Gary Player Country Club
- Interactive map of Gary Player Country Club

Club information
- Location: Sun City, South Africa
- Type: Private
- Owner: Sun International
- Tota holes: 18
- Tournaments: Nedbank Golf Challenge Dimension Data Pro-Am Sun City Challenge South African Open
- Designed by: Gary Player
- Par: 72
- Length: 7,981 yds
- Course record: 62 Lee Westwood (2011)

= Gary Player Country Club =

Golf club in Sun City, South Africa

The Gary Player Country Club is a golf club in Sun City, South Africa, named after golf icon and Grand Slam winner, Gary Player. It is home to one of the world's longest golf courses, at almost 8,000 yards.

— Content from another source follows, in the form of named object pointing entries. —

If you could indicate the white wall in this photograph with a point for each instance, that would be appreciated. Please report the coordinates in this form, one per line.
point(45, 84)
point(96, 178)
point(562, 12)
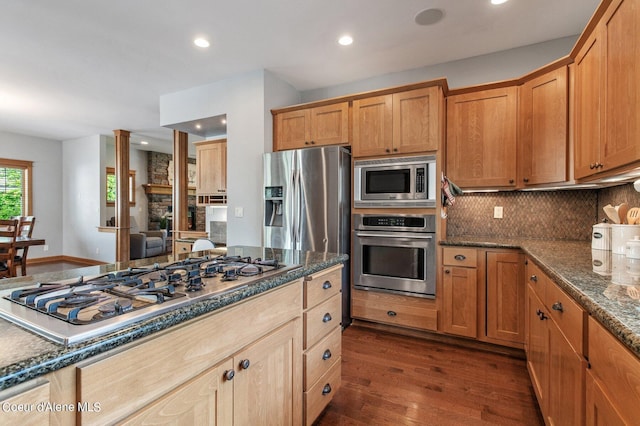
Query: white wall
point(505, 65)
point(242, 99)
point(46, 155)
point(83, 185)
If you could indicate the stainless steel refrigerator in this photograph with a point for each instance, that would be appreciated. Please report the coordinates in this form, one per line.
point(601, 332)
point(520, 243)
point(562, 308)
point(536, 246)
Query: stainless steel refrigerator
point(307, 204)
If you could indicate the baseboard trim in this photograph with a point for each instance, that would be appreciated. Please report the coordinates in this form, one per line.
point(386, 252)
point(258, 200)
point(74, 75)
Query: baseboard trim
point(69, 259)
point(442, 338)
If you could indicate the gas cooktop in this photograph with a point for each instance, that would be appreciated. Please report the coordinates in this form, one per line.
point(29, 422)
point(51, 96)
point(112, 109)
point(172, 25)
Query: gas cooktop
point(79, 309)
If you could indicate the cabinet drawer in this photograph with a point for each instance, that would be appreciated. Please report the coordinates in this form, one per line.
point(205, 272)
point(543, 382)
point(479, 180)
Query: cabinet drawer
point(616, 369)
point(457, 256)
point(385, 308)
point(316, 398)
point(537, 279)
point(321, 356)
point(320, 287)
point(319, 321)
point(567, 314)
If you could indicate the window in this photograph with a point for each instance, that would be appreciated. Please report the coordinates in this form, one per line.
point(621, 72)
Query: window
point(15, 188)
point(111, 187)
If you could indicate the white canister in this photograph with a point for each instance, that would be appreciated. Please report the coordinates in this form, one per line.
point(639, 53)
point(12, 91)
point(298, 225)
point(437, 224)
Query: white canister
point(633, 248)
point(601, 236)
point(620, 234)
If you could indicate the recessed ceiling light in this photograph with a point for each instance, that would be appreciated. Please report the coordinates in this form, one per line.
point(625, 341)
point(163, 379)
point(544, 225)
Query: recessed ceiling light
point(201, 42)
point(345, 40)
point(429, 16)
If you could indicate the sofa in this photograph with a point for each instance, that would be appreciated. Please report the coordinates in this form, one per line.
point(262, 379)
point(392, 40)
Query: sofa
point(145, 243)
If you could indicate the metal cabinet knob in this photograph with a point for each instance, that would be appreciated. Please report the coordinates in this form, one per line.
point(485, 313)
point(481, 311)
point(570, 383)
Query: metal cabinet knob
point(229, 375)
point(326, 389)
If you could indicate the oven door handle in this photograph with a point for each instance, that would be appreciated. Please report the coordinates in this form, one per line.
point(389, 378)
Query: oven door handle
point(405, 237)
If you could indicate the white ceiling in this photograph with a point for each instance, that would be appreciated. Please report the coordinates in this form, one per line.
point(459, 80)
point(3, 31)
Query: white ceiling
point(73, 68)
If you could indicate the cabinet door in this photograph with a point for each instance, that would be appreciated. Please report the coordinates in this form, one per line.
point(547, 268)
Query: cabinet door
point(481, 138)
point(600, 411)
point(542, 150)
point(293, 129)
point(588, 100)
point(460, 301)
point(621, 48)
point(268, 379)
point(205, 400)
point(505, 296)
point(566, 381)
point(372, 126)
point(416, 124)
point(537, 348)
point(330, 124)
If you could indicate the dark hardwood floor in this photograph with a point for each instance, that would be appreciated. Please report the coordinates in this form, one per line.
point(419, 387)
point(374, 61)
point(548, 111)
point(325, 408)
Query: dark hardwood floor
point(390, 379)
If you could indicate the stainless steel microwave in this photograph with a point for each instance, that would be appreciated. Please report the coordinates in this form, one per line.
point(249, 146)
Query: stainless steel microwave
point(395, 182)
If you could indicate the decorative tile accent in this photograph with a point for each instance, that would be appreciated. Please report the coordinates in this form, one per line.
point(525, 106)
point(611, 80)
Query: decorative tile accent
point(547, 215)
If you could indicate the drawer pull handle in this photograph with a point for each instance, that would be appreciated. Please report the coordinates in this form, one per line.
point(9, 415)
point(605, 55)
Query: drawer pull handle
point(326, 389)
point(229, 375)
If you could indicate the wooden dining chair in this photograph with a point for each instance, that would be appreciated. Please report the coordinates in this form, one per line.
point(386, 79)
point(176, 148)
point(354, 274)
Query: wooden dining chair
point(8, 233)
point(25, 229)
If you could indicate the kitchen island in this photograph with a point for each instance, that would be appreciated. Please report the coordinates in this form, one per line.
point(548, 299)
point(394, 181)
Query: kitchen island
point(181, 355)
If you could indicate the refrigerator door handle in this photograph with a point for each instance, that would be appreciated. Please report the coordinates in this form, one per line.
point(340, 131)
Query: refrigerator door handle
point(295, 180)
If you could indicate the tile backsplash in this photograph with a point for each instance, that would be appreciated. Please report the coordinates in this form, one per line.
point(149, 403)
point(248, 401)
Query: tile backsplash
point(549, 215)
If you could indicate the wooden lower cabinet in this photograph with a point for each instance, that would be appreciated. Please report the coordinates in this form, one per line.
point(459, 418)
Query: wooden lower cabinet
point(555, 358)
point(24, 404)
point(322, 344)
point(613, 380)
point(404, 311)
point(204, 400)
point(460, 301)
point(168, 376)
point(505, 298)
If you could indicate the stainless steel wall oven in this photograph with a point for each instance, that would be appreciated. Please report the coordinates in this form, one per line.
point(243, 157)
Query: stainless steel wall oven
point(395, 253)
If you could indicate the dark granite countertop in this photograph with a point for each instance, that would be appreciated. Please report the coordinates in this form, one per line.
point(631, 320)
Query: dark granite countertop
point(25, 355)
point(597, 280)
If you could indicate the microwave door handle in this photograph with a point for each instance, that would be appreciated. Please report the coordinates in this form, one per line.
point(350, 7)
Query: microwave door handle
point(412, 237)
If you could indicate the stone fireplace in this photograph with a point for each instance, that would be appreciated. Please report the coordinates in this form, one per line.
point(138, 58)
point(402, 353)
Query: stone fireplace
point(160, 204)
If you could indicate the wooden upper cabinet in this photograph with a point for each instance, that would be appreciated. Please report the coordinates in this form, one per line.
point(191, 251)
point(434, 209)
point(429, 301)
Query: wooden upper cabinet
point(607, 124)
point(304, 128)
point(399, 123)
point(211, 171)
point(543, 118)
point(481, 138)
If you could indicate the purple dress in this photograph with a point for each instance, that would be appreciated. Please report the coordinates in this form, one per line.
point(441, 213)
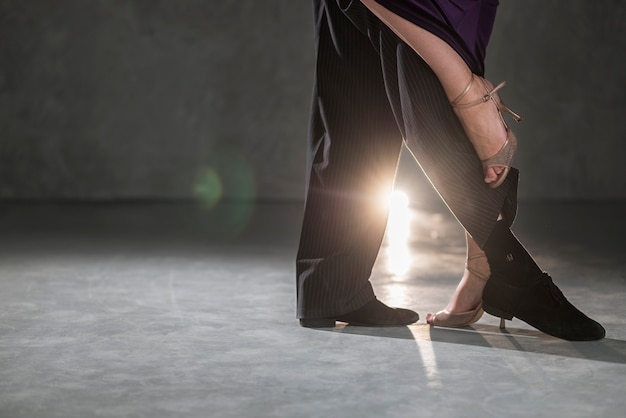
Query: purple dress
point(464, 24)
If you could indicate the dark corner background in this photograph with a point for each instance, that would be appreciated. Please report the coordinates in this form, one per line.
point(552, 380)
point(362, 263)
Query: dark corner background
point(201, 99)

The Gary Player designed championship course is widely considered to be one of the best in South Africa, and one of the world's top 100. It has been voted the best several times by both Golf Digest and Complete Golfer, the leading golf magazines in the country. Player has designed almost 400 championship courses around the world, but this is the only course that officially carries his name.

The club also has a Gary Player Spa, restaurant and pro shop. The course is one of two within the Sun City Resort, the other being the Lost City Golf Course, with its famous crocodile hole with the green in the shape of the African continent, which was also designed by Gary Player but in a desert African style.

In December of each year, the club stages the Nedbank Golf Challenge, hosted by Gary Player and is one of the world's richest golf tournaments.